Metabolic responses to food influence cardiometabolic disease risk, but large-scale high-resolution studies are lacking. We recruited n = 1,002 twins and unrelated healthy adults in the UK into the PREDICT1 study and assessed postprandial metabolic responses in a clinic setting and at home. We observed large inter-individual variability (population coefficient of variation [SD/mean]%) in postprandial blood triglyceride (103%), glucose (68%), and insulin (59%) responses to identical meals. Person-specific factors, such as the gut microbiome, had a greater influence (7.1% of variance) than meal macronutrients (3.6%) for postprandial lipemia, but not for postprandial glycemia (6.0% and 15.4% respectively); genetic variants had a modest impact on predictions (9.5% for glucose, 0.8% for triglyceride, 0.2% for c-peptide).

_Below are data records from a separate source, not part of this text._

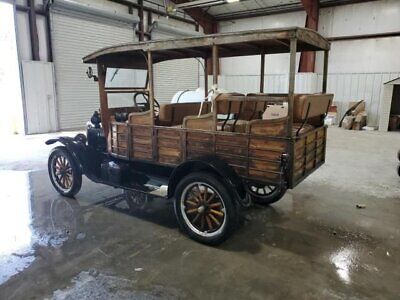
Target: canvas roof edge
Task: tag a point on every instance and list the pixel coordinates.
(231, 44)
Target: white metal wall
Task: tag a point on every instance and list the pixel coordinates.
(175, 75)
(73, 37)
(40, 97)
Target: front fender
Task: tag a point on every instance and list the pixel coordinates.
(212, 164)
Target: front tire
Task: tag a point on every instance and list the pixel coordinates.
(64, 172)
(205, 209)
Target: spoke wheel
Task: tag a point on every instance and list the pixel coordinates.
(204, 208)
(64, 173)
(265, 194)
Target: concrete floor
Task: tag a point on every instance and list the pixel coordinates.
(313, 244)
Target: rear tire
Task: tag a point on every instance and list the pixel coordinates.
(204, 208)
(64, 172)
(266, 194)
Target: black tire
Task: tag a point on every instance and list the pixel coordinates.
(68, 181)
(213, 206)
(137, 201)
(270, 195)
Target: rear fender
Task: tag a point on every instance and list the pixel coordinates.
(211, 164)
(75, 147)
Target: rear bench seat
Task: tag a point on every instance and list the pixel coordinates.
(248, 110)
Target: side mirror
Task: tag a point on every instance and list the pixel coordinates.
(90, 75)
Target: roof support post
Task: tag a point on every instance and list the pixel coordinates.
(307, 59)
(205, 79)
(325, 74)
(105, 117)
(33, 30)
(205, 20)
(262, 73)
(292, 76)
(150, 84)
(215, 64)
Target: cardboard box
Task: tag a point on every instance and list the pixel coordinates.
(348, 122)
(358, 109)
(275, 112)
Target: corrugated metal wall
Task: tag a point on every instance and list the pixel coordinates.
(73, 37)
(358, 68)
(346, 87)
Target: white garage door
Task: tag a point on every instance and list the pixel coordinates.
(73, 37)
(173, 76)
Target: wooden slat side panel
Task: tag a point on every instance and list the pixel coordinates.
(265, 176)
(119, 139)
(231, 149)
(142, 141)
(309, 153)
(199, 136)
(264, 165)
(269, 129)
(265, 154)
(265, 144)
(199, 144)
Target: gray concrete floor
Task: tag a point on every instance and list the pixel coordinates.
(313, 244)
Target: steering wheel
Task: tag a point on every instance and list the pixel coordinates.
(145, 106)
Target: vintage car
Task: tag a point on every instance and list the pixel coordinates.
(211, 157)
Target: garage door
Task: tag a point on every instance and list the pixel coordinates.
(173, 76)
(75, 35)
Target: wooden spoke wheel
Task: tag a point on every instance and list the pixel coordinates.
(204, 208)
(65, 175)
(265, 194)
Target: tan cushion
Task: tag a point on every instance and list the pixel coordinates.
(304, 129)
(173, 113)
(203, 122)
(239, 126)
(319, 104)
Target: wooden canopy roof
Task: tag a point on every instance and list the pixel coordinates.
(239, 43)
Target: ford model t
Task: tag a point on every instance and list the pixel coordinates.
(212, 156)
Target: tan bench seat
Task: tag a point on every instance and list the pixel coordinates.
(172, 114)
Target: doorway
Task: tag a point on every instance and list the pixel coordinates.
(12, 117)
(394, 120)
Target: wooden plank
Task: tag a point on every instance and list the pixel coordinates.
(171, 143)
(143, 141)
(234, 161)
(231, 149)
(142, 148)
(170, 134)
(171, 160)
(232, 140)
(264, 175)
(264, 144)
(265, 154)
(268, 129)
(192, 147)
(199, 136)
(174, 152)
(141, 131)
(143, 155)
(264, 165)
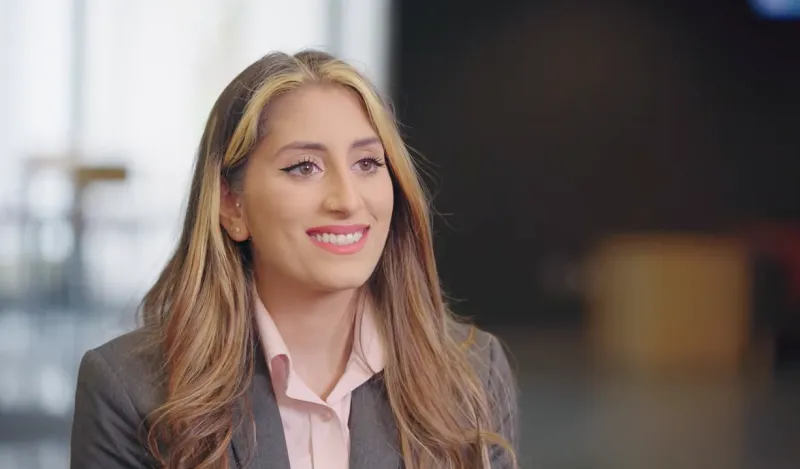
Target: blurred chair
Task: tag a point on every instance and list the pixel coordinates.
(60, 284)
(670, 304)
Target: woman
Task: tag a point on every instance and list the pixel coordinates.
(300, 323)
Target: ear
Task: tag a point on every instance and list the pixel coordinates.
(231, 214)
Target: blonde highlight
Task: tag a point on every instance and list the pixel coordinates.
(199, 311)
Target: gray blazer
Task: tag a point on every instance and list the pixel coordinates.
(118, 388)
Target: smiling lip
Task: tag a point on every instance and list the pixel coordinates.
(340, 239)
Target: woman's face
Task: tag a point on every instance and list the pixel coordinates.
(317, 198)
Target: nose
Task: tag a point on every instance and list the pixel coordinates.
(342, 194)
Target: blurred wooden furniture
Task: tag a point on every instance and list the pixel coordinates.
(669, 304)
(70, 281)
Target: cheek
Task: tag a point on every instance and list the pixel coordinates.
(274, 207)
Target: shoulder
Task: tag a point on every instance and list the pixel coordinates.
(126, 367)
(484, 351)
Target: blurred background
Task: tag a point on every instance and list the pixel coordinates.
(617, 186)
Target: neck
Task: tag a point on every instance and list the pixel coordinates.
(317, 327)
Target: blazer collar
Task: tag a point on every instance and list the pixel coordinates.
(373, 431)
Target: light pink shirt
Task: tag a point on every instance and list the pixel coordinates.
(316, 430)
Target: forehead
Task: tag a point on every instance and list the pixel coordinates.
(318, 112)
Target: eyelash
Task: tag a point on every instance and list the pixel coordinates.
(378, 162)
(306, 160)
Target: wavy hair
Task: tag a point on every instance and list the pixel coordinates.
(199, 311)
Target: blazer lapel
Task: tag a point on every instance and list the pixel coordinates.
(270, 442)
(373, 432)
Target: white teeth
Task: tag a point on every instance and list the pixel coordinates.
(339, 240)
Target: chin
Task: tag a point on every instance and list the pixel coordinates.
(341, 281)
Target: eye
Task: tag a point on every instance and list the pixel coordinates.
(370, 164)
(303, 168)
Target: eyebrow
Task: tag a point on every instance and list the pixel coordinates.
(314, 146)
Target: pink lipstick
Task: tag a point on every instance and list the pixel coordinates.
(340, 239)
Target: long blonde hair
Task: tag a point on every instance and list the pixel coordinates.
(200, 316)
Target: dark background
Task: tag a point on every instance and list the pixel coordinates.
(550, 124)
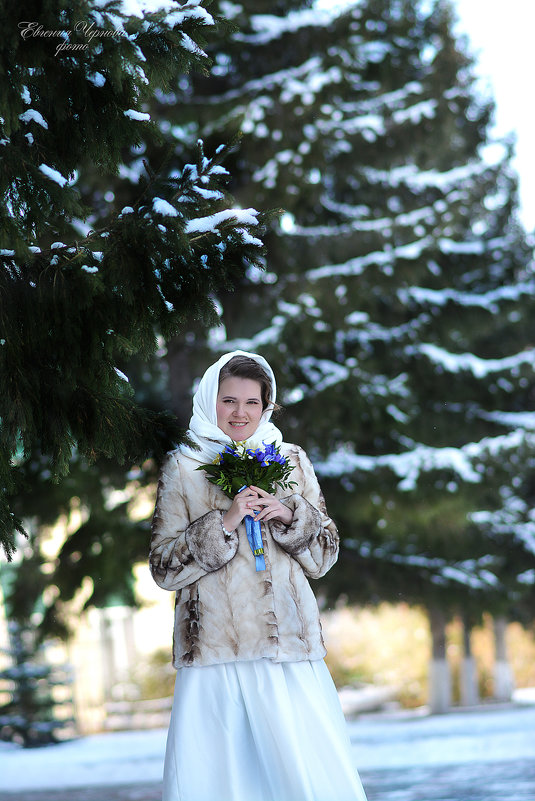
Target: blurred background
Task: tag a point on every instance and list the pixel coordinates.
(395, 303)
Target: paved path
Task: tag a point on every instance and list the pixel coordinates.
(484, 755)
(504, 781)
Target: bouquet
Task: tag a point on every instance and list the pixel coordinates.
(237, 467)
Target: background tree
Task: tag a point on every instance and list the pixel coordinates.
(75, 305)
(395, 304)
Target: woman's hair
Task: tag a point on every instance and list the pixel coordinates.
(245, 367)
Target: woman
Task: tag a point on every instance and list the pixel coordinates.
(255, 715)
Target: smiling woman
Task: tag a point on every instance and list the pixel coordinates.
(254, 700)
(239, 407)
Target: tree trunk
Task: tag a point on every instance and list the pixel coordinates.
(439, 672)
(503, 675)
(468, 677)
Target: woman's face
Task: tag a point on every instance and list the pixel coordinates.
(239, 407)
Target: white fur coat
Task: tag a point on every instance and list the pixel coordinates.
(226, 611)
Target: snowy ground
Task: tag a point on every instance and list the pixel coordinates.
(400, 756)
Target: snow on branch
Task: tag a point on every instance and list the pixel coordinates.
(211, 223)
(457, 362)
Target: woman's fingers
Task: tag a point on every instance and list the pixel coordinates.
(262, 493)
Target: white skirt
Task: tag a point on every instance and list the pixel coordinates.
(258, 731)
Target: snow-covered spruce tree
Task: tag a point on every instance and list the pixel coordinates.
(40, 697)
(399, 282)
(74, 86)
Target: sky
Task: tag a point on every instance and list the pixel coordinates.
(501, 38)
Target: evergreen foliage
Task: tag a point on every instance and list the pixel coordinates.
(77, 301)
(34, 714)
(395, 304)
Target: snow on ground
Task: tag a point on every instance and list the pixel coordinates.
(380, 741)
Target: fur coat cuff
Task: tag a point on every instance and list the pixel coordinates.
(305, 526)
(209, 545)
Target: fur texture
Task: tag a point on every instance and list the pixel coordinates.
(226, 611)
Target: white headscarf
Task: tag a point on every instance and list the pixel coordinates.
(203, 428)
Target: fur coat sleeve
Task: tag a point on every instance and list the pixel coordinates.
(184, 550)
(311, 538)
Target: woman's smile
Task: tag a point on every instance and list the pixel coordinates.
(239, 407)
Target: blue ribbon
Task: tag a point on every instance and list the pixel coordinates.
(254, 535)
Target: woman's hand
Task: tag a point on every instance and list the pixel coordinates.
(272, 508)
(244, 503)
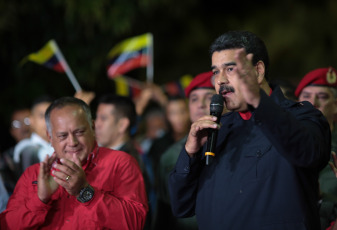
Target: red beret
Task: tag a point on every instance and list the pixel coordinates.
(202, 80)
(318, 77)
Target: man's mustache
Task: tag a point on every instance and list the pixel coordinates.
(226, 88)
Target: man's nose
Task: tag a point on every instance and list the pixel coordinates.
(73, 140)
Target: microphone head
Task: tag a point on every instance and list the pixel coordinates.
(216, 104)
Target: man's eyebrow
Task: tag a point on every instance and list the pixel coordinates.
(224, 65)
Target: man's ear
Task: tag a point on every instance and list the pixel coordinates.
(260, 69)
(123, 125)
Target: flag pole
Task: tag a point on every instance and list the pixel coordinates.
(149, 67)
(66, 68)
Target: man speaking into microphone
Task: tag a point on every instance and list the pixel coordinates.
(269, 150)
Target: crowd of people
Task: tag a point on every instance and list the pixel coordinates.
(139, 163)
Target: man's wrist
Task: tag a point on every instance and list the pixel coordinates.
(86, 194)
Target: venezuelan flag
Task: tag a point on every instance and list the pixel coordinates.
(48, 56)
(129, 54)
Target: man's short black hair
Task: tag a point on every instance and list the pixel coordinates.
(124, 107)
(243, 39)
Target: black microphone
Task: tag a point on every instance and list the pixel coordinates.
(216, 109)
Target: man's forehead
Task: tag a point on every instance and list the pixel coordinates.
(316, 89)
(202, 91)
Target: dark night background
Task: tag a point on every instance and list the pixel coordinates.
(300, 36)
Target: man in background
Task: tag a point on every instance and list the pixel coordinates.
(19, 130)
(34, 149)
(319, 87)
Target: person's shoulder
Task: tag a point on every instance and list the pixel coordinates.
(107, 154)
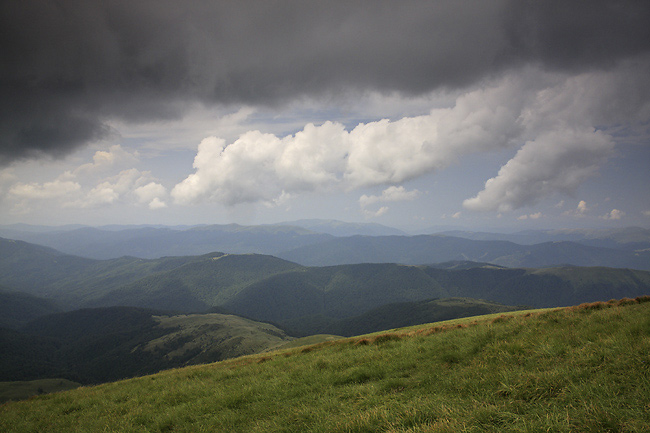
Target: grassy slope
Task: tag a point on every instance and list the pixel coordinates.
(569, 370)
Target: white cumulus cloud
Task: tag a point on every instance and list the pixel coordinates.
(614, 214)
(392, 193)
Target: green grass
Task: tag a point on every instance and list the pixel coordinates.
(581, 369)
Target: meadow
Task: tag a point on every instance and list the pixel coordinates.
(575, 369)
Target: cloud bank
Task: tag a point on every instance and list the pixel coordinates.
(71, 67)
(558, 125)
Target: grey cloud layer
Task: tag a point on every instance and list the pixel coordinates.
(70, 66)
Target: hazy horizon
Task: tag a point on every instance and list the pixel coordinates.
(483, 116)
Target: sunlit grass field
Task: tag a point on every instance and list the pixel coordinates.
(580, 369)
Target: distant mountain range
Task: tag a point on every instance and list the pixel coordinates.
(330, 242)
(302, 299)
(429, 249)
(91, 320)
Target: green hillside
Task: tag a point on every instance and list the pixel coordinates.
(105, 344)
(582, 369)
(16, 309)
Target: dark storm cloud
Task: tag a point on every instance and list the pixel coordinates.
(68, 66)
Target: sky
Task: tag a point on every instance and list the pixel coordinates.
(500, 115)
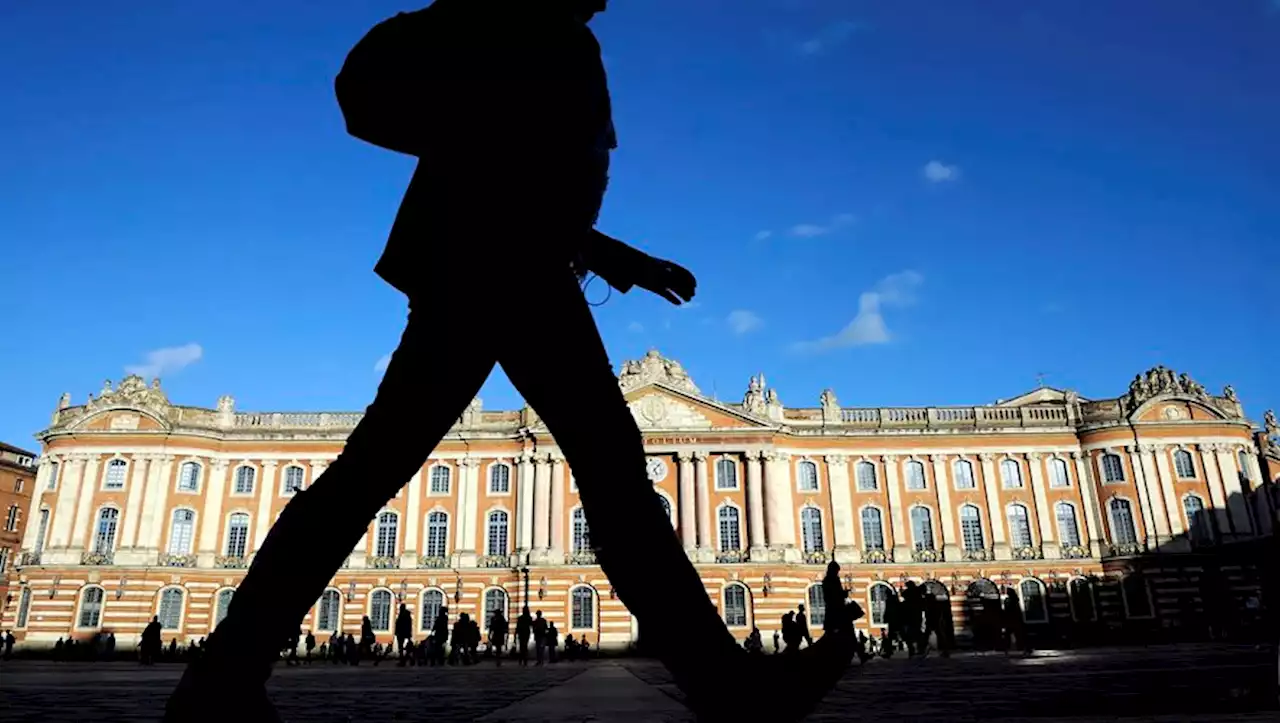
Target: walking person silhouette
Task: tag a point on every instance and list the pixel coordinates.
(506, 104)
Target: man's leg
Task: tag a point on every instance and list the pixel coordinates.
(421, 396)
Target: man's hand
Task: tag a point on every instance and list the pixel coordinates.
(667, 279)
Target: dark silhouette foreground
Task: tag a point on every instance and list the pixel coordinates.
(489, 245)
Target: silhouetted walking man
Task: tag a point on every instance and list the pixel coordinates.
(508, 109)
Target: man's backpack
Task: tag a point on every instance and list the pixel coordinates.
(383, 87)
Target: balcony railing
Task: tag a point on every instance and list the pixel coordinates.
(97, 558)
(927, 556)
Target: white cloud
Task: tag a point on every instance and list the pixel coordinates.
(168, 360)
(810, 230)
(938, 172)
(743, 321)
(868, 326)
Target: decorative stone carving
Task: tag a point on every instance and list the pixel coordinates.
(656, 369)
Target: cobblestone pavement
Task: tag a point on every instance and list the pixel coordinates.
(1160, 683)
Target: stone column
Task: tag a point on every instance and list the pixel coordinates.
(412, 521)
(266, 493)
(1150, 479)
(154, 521)
(88, 485)
(542, 509)
(841, 508)
(780, 507)
(995, 511)
(1235, 506)
(1148, 531)
(688, 506)
(897, 529)
(557, 525)
(1043, 515)
(946, 508)
(1173, 506)
(64, 504)
(132, 513)
(211, 520)
(705, 525)
(525, 507)
(755, 507)
(1092, 513)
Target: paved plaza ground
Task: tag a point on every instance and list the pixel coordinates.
(1160, 683)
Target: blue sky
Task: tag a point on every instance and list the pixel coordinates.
(913, 202)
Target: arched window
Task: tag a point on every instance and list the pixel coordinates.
(237, 535)
(970, 529)
(499, 479)
(104, 538)
(735, 605)
(730, 529)
(380, 609)
(23, 607)
(223, 604)
(114, 479)
(42, 531)
(1068, 529)
(388, 526)
(810, 529)
(865, 472)
(432, 603)
(494, 600)
(497, 532)
(1082, 600)
(1010, 474)
(1112, 470)
(873, 529)
(1197, 520)
(170, 608)
(91, 607)
(1057, 474)
(329, 613)
(439, 479)
(1184, 465)
(726, 474)
(437, 534)
(880, 593)
(245, 477)
(1019, 526)
(807, 475)
(1137, 596)
(293, 479)
(188, 477)
(581, 532)
(817, 605)
(181, 531)
(1123, 530)
(583, 608)
(922, 527)
(914, 475)
(1032, 593)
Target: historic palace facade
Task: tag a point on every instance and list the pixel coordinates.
(1100, 512)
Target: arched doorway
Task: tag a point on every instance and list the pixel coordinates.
(982, 613)
(938, 618)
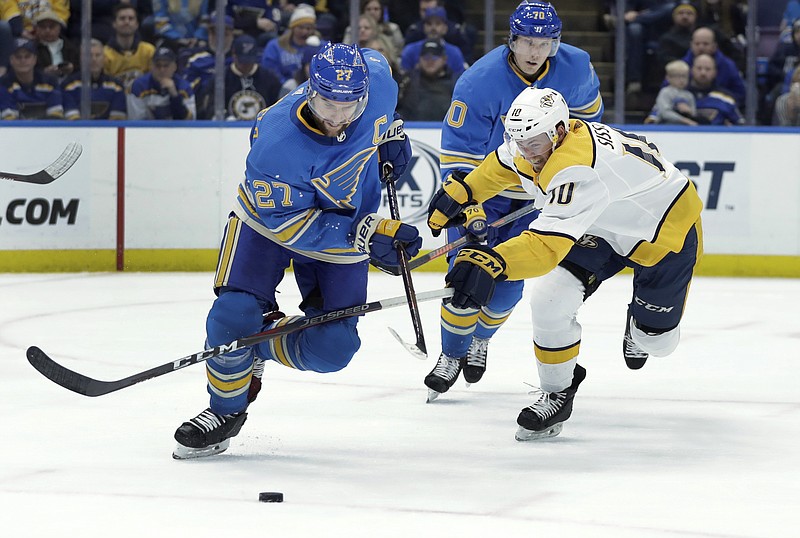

Findings were independently validated in a US cohort (n = 100). We developed a machine learning model that predicted both triglyceride (r = 0.47) and glycemic (r = 0.77) responses to food intake. These findings may be informative for developing personalized diet strategies. ClinicalTrials.gov registration: NCT03479866.